Nature photography, political rants, and Martyman laughs from the ten-time award-winning author of "Cool Creatures, Hot Planet," "Endangered Edens," and the "Time Is Irreverent" series.

Jesus would not approve!

News broke today that Republicans in South Carolina have introduced legislation that would make abortion in their state a felony for both women and their doctors.

What would Jesus think of that? In my new novel, Time Is Irreverent 2: Jesus Christ, Not Again! Jesus time travels with Marty Mann and Nellie Dixon to the year 2020. After some extensive acclimation, Jesus gets a church in Macon, Georgia, and Marty and Nellie contact him each evening from their Chromosphere Cruiser, hidden on an island in the South Pacific.

This excerpt features one of those conversations:

Later in the afternoon, I decided to check in with Jesus. I unmuted his communications implant, and the computer worked for a moment to compensate for our new position in time. When it connected, I said, “Jesus, are you there?”

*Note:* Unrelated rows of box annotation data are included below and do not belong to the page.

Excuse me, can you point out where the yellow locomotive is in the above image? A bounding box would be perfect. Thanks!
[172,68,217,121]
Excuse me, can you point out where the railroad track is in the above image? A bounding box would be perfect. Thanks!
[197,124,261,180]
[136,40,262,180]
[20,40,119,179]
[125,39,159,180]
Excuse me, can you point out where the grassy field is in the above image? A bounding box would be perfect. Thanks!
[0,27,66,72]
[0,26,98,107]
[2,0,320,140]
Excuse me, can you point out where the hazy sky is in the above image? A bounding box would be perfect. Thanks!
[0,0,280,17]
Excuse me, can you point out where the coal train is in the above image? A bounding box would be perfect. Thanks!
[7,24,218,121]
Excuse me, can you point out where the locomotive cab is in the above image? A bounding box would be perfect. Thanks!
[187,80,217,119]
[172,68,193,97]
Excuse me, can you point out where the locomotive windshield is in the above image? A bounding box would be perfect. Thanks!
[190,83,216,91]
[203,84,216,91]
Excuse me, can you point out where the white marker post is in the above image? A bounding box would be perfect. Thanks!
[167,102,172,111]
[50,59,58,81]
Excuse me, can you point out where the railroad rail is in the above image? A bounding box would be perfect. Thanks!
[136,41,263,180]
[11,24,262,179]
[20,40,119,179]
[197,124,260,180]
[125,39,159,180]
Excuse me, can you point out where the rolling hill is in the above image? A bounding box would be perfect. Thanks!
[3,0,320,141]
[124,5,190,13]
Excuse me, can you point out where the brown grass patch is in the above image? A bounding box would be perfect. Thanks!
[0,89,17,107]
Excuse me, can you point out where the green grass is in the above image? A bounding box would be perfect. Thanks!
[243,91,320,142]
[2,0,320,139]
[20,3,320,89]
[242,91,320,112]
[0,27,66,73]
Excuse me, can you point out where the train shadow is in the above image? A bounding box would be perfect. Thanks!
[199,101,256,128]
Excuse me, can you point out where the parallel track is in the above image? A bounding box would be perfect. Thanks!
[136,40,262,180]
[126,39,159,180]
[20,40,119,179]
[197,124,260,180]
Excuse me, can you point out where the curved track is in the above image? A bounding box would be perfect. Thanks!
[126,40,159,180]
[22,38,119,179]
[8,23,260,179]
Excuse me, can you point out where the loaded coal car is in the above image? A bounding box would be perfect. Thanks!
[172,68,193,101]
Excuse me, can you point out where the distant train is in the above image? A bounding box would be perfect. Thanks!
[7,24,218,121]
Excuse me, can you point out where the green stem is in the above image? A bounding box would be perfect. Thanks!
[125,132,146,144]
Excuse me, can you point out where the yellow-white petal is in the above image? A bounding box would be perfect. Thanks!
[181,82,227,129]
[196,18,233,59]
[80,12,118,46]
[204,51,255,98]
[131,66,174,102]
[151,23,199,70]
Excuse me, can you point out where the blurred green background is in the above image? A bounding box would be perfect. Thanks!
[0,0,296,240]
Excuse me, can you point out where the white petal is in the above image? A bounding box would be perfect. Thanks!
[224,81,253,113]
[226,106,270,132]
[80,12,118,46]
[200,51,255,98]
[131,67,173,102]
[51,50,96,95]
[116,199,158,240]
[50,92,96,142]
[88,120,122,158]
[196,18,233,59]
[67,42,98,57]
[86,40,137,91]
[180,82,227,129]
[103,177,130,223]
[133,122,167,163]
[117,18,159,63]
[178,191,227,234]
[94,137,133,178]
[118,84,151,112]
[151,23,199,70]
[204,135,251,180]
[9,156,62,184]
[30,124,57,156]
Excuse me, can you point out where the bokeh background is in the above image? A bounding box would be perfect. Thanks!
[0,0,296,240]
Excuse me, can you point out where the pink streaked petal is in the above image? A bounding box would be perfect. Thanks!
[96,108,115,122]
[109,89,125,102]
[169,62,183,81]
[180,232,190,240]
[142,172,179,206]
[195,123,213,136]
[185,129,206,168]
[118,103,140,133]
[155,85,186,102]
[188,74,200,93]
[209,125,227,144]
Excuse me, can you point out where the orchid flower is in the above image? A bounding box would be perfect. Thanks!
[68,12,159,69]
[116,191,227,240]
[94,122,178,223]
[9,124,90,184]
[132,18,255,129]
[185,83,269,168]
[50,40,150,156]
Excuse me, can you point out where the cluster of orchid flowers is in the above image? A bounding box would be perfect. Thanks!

“Hi, Marty. I am so glad to hear your voice. I have another modern mystery to figure out. I do not understand all this talk about abortion.”
“Oh boy. What don’t you understand?”

“Why do so many Christians think forcing women to give birth is something my lord would approve of? Scripture clearly states that life begins at first breath. And why would someone who opposes abortion also oppose birth control? I do not yet understand how your birth control works, but I know enough to understand that something that prevents a woman from being with child should please those who demonize abortions. Also, why do so many Christians lose interest in helping babies once they are born?”

“I wish I had an answer for you, Jesus. All I can say is that not all Christians are like that. Unfortunately, here in the United States, a high percentage of them do have the beliefs you just stated. They’re the ones who voted overwhelmingly for Handley to become president.”

“I must do something about them.”

“Good for you! If Jesus Christ can’t straighten out Christians, no one can.”

“Okay, Marty. I better run. I am learning how to use the microwave oven that came with the house, but I have been having trouble with things exploding in it.”

“Avoid eggs in the shell, and if you microwave a potato, poke some holes in the skin first.”

“I learned about eggs the hard way. What a mess!”

“Goodnight, Jesus,” I said with a chuckle. “Nellie and I might be out of touch for a few days. Don’t worry if you don’t hear from us.”